Nächtliche Expeditionen.

Fünfundzwanzigstes Kapitel.

Am nächsten Morgen beim Erwachen erschienen Tom die Erlebnisse des verflossenen Tages wie ein böser, schwerer Traum. Er grübelte und sann, und je mehr er nachdachte und überlegte, desto mehr kam es ihm vor, daß er geträumt habe. So viel Geld auf einmal beisammen zu sehen, konnte ja gar nicht Wirklichkeit sein. In seinem bisherigen Leben hatte er nie mehr als fünfzig Dollars auf einem Brett vor sich gesehen. Tausende von Dollars aber auf einem Haufen, das überstieg seine ausschweifendsten Vorstellungen, selbst von verborgenen Schätzen.

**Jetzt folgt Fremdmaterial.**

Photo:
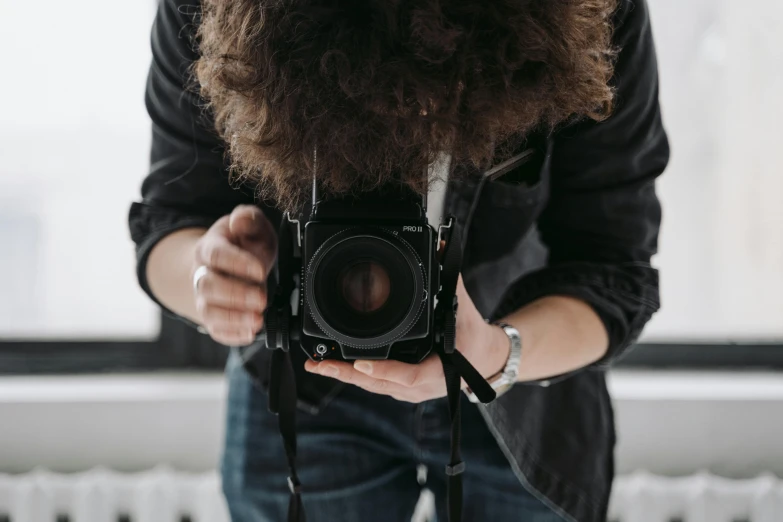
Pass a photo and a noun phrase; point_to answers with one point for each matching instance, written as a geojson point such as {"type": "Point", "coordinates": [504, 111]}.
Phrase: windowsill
{"type": "Point", "coordinates": [668, 422]}
{"type": "Point", "coordinates": [624, 385]}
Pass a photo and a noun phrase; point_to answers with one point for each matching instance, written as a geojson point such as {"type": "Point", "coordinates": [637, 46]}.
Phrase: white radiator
{"type": "Point", "coordinates": [163, 495]}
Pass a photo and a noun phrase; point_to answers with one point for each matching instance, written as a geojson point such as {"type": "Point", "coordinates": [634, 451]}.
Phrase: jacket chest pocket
{"type": "Point", "coordinates": [506, 207]}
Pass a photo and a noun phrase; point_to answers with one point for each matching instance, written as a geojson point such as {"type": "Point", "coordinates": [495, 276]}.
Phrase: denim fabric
{"type": "Point", "coordinates": [580, 219]}
{"type": "Point", "coordinates": [358, 460]}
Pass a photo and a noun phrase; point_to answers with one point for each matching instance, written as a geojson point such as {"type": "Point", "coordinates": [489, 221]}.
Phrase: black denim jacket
{"type": "Point", "coordinates": [581, 220]}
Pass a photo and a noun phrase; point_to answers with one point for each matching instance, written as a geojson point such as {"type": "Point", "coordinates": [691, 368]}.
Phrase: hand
{"type": "Point", "coordinates": [239, 251]}
{"type": "Point", "coordinates": [485, 346]}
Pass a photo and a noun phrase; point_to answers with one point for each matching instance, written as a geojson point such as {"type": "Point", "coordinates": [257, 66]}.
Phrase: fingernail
{"type": "Point", "coordinates": [363, 366]}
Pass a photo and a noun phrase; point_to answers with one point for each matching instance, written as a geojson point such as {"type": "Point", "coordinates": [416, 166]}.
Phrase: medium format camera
{"type": "Point", "coordinates": [368, 278]}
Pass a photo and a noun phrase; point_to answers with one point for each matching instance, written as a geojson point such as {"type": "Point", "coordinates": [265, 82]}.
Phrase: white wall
{"type": "Point", "coordinates": [667, 423]}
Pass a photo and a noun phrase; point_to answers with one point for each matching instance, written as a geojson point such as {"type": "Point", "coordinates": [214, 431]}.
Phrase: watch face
{"type": "Point", "coordinates": [503, 388]}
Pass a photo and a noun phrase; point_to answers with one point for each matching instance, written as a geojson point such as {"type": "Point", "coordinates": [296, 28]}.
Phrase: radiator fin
{"type": "Point", "coordinates": [165, 495]}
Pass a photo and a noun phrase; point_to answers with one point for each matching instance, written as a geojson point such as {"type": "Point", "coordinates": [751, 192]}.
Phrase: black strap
{"type": "Point", "coordinates": [287, 420]}
{"type": "Point", "coordinates": [456, 466]}
{"type": "Point", "coordinates": [282, 389]}
{"type": "Point", "coordinates": [282, 379]}
{"type": "Point", "coordinates": [455, 368]}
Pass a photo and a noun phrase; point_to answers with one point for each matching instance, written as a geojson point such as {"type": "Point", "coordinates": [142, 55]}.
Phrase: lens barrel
{"type": "Point", "coordinates": [365, 287]}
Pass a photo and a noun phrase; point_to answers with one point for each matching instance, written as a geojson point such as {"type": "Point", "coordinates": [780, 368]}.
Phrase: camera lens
{"type": "Point", "coordinates": [365, 286]}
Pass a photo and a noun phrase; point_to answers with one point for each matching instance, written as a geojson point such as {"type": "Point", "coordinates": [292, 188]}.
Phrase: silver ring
{"type": "Point", "coordinates": [197, 275]}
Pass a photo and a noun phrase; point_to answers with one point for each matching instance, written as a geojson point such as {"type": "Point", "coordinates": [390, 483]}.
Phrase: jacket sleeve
{"type": "Point", "coordinates": [187, 184]}
{"type": "Point", "coordinates": [602, 219]}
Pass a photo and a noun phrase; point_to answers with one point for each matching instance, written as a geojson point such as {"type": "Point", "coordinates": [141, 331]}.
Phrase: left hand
{"type": "Point", "coordinates": [485, 346]}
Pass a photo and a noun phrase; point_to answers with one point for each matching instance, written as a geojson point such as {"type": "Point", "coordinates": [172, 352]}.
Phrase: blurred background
{"type": "Point", "coordinates": [90, 375]}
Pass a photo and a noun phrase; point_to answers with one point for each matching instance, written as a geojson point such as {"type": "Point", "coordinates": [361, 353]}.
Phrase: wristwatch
{"type": "Point", "coordinates": [502, 381]}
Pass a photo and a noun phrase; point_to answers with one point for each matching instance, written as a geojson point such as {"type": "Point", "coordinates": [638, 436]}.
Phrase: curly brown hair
{"type": "Point", "coordinates": [380, 87]}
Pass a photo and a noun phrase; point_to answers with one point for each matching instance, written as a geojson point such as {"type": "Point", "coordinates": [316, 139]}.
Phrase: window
{"type": "Point", "coordinates": [75, 140]}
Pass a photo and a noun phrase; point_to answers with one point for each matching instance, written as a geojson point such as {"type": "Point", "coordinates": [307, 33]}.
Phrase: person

Noch ganz benommen von seinen Hirngespinsten kleidete er sich an, schlang wie geistesabwesend sein Frühstück hinunter, und machte sich alsbald auf, Huck zu suchen und sich von ihm die Bestätigung zu holen, daß alles nur Traum und Schaum gewesen. Er fand diesen am Ufer des Flusses in einem Nachen, mit den Beinen über den Bootrand baumelnd und mürrisch vor sich hinstarrend.

»Morr’n, Huck.«

»Morr’n, Tom, Verdammtes Pech, das, mit der Hacke und Schaufel!«

Also war’s doch kein Traum, sondern greifbare, wirkliche Wirklichkeit! Tom erzählte Huck von seinen Gedanken diesen Morgen.

»Schöner Traum!« brummte der als Antwort, »hätt‘ was Niedliches werden können, wenn die Stiege nicht zusammengekracht war. Mir hat’s auch die ganze Nacht geträumt, aber nur von dem Teufel von Spanier und von seiner ›Nummer Zwei‹.«

In bezug auf diese rätselhafte Nummer ergingen sich die Jungen in allerhand Vermutungen. Schließlich kamen sie überein, es solle wohl die Nummer des Zimmers in irgendeiner Herberge bedeuten, und Tom machte sich auf den Weg, es auszukundschaften.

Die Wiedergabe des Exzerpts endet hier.